The District of Columbia's historic preservation program is "in disarray" and its management is "inept," the outgoing chairman of the city advisory board that oversees preservation activities in Washington said yesterday.

"The D.C. government seems to be engaged in a deliberate effort to deny the citizens of Washington the benefits of the District's Historic Preservation Law," said J. Ernest E. Harper, chairman of the Joint Committee on Landmarks, at a press conference yesterday.

"To say that the D.C. preservation program is in disarray is an understatement, and to characterize the management of its preservation office as anything but inept would be inaccurate," Harper said. If the problems are not corrected, he warned, the D.C. government may lose permanent federal government certification of its preservation program. National Park Service representatives contacted yesterday discounted that possibility.

Harper said that Mayor Marion Barry "hasn't given any attention to historic preservation that can be seen as creditable."

Barry should replace the chief of the D.C. Historic Preservation Office, Lucy Franklin, in order to remedy "the impossible management situation" that now exists, Harper also said.

Barry named Harper to the Joint Committee in 1980. Harper was elected chairman in both 1982 and 1983.

On May 9, Barry nominated 11 persons to a new board that will take over nearly all the responsibilities of the joint committee. Harper was not nominated to the new board.

Earlier this year, the National Park Service suspended its approval of the city's historic preservation program because of "longstanding budgetary and staffing problems," according to a March 31 letter from the federal agency to district officials.
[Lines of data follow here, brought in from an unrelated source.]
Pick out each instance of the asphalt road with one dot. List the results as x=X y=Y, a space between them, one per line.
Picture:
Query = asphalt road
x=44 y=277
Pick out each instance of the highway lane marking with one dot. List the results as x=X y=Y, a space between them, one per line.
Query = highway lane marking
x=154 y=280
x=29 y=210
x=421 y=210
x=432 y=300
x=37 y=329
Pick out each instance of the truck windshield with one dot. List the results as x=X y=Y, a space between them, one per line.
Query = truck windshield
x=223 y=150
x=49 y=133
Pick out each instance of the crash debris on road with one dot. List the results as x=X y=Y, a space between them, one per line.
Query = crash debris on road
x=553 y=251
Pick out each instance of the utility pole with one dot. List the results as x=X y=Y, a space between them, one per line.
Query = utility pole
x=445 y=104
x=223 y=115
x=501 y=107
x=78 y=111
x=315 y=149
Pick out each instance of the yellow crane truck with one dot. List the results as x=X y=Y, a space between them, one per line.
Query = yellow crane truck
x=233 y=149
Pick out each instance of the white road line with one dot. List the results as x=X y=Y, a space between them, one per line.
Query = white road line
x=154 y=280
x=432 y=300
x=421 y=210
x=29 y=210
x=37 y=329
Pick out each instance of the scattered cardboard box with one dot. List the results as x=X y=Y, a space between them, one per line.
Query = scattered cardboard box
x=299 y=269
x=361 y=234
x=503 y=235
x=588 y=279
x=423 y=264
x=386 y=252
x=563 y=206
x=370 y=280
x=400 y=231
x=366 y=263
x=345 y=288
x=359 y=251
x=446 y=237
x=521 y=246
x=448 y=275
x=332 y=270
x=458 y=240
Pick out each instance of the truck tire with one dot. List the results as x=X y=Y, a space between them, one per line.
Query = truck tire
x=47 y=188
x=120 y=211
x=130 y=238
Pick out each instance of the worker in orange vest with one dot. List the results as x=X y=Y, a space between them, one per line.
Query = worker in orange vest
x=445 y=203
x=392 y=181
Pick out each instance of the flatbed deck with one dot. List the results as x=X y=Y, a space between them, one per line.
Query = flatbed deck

Following Barry's nomination of the new historic preservation review board members, the Park Service partially lifted its suspension. The city and the Park Service have been working to resolve the remaining problems, which involve the failure of the D.C. Historic Preservation Office to fully account for its use of federal funds provided to the city for historic preservation activities.

Last month, the D.C. auditor, at the request of City Council member John Wilson (D-Ward 2), began a broad investigation into the management of the preservation program. The bulk of that agency's work should be completed this month, Auditor Otis Troupe has said.

On April 1, the preservation office was transferred from the D.C. Department of Housing and Community Development to the new Department of Consumer and Regulatory Affairs. The director of that department, Carol Thompson, has said that a number of steps have been taken to correct past deficiencies with the preservation office.

"My position remains the same," Thompson said yesterday. "Yes, we've had some problems with the preservation program, but we're moving to resolve them."